Full training example

  1. In the Explorer pane, right-click in the CODE area and select New Notebook File.

    image

  2. In a new cell, install the MLflow Python SDK:

    !pip install mlflow

    image

  3. Run the following training code. Replace <VPC_ADDRESS> with the VPC Address from the instance details page.

    import mlflow
    import mlflow.sklearn
    from sklearn import datasets
    from sklearn.model_selection import train_test_split
    from sklearn.ensemble import RandomForestClassifier
    from sklearn.metrics import accuracy_score, precision_score, recall_score, f1_score
    
    def main():
        # Point to your DMS MLflow instance
        mlflow.set_tracking_uri("<VPC_ADDRESS>")
        mlflow.set_experiment("Iris Classification")
    
        # Load dataset
        iris = datasets.load_iris()
        X, y = iris.data, iris.target
        feature_names = iris.feature_names
        target_names = iris.target_names
    
        # Split into training and test sets
        X_train, X_test, y_train, y_test = train_test_split(
            X, y, test_size=0.2, random_state=42, stratify=y
        )
    
        # Define hyperparameters
        n_estimators = 100
        max_depth = 3
        random_state = 42
    
        with mlflow.start_run(run_name="RandomForest_Iris"):
            # Log hyperparameters
            mlflow.log_param("n_estimators", n_estimators)
            mlflow.log_param("max_depth", max_depth)
            mlflow.log_param("random_state", random_state)
            mlflow.log_param("test_size", 0.2)
    
            # Train the model
            model = RandomForestClassifier(
                n_estimators=n_estimators,
                max_depth=max_depth,
                random_state=random_state
            )
            model.fit(X_train, y_train)
    
            # Evaluate
            y_pred = model.predict(X_test)
            accuracy  = accuracy_score(y_test, y_pred)
            precision = precision_score(y_test, y_pred, average='weighted')
            recall    = recall_score(y_test, y_pred, average='weighted')
            f1        = f1_score(y_test, y_pred, average='weighted')
    
            # Log metrics
            mlflow.log_metric("accuracy",  accuracy)
            mlflow.log_metric("precision", precision)
            mlflow.log_metric("recall",    recall)
            mlflow.log_metric("f1_score",  f1)
    
            # Log tags
            mlflow.set_tag("features",  ", ".join(feature_names))
            mlflow.set_tag("targets",   ", ".join(target_names))
            mlflow.set_tag("algorithm", "RandomForestClassifier")
    
            print(f"Accuracy:  {accuracy:.4f}")
            print(f"Precision: {precision:.4f}")
            print(f"Recall:    {recall:.4f}")
            print(f"F1 Score:  {f1:.4f}")
    
            # Log the model as an artifact
            mlflow.sklearn.log_model(model, "iris_model")
    
            # Print run metadata
            run_id        = mlflow.active_run().info.run_id
            experiment_id = mlflow.active_run().info.experiment_id
            print(f"Run ID:        {run_id}")
            print(f"Experiment ID: {experiment_id}")
    
    if __name__ == "__main__":
        main()

FAQ

Why can't I access DMS MLflow using its IP address?
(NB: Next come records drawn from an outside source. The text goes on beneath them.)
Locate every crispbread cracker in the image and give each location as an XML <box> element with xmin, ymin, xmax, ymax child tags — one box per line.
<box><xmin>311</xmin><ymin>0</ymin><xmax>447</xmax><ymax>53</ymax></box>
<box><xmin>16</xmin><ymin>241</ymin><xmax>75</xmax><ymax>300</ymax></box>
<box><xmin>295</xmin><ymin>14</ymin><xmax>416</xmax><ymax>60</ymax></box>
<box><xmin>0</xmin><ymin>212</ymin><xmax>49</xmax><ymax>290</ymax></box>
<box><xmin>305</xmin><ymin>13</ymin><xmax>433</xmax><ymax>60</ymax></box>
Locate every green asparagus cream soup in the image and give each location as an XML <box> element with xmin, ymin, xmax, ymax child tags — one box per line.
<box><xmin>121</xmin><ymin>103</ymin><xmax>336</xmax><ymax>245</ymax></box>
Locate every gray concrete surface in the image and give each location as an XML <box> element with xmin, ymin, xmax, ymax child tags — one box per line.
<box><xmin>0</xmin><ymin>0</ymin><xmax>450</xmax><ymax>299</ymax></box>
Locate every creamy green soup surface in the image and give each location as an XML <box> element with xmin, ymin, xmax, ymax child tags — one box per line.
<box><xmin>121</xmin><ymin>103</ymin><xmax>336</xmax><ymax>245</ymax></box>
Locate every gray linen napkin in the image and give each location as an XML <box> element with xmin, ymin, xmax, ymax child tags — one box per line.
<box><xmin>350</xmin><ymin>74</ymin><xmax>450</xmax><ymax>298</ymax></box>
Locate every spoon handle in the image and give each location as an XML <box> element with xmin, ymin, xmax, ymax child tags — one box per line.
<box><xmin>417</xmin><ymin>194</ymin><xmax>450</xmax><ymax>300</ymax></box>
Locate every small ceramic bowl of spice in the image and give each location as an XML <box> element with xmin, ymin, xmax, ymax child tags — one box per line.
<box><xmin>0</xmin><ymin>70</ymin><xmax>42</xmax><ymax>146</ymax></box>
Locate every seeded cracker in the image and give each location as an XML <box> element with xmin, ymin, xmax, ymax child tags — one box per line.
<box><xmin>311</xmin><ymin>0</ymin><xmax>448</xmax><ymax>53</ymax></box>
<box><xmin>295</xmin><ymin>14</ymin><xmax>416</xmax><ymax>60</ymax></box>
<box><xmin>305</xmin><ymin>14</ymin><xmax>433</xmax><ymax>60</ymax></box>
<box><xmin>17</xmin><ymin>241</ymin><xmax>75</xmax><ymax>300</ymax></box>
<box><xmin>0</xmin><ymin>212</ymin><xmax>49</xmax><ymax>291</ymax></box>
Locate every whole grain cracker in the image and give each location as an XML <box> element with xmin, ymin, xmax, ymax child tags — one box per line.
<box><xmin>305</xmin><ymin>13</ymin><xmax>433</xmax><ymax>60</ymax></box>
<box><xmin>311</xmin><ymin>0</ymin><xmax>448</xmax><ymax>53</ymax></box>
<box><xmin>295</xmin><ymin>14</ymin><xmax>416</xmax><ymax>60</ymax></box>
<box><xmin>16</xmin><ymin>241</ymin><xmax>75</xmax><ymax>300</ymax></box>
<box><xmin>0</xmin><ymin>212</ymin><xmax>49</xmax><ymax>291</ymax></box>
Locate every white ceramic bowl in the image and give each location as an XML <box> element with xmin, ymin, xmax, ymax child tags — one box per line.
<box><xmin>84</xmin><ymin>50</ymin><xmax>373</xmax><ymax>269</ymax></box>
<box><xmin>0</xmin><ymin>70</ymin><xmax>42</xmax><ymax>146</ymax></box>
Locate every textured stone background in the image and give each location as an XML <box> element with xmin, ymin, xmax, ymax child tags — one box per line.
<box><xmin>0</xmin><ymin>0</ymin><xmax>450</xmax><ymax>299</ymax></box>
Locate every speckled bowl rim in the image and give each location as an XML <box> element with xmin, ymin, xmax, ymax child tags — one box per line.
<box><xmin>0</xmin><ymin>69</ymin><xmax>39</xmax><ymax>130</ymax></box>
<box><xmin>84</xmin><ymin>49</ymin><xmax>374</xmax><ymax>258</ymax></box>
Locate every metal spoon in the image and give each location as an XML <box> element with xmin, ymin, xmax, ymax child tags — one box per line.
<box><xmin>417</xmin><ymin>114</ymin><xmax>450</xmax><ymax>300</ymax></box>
Check these layers in order:

  1. ALB access control: Verify that the ACL entry allows traffic from your device or Notebook subnet.

  2. Security group: Verify that the inbound rule for your MLflow instance's security group allows port 80 from your source IP.

  3. Network connectivity: Verify that your access environment (local PC or ECS instance) has connectivity to the VPC where MLflow runs, for example via VPN or Cloud Enterprise Network.

Where are trained model files stored?

DMS MLflow stores only metadata—it does not store model files or other binary artifacts. The OSS bucket and path you configured when creating the instance become the default Artifact Root (oss://<bucket>/<path>). When creating an experiment, you can also set a custom Artifact Root.

To upload artifacts to OSS, configure the required credentials. For OSS artifact storage with MLflow, see the MLflow storage plugins documentation.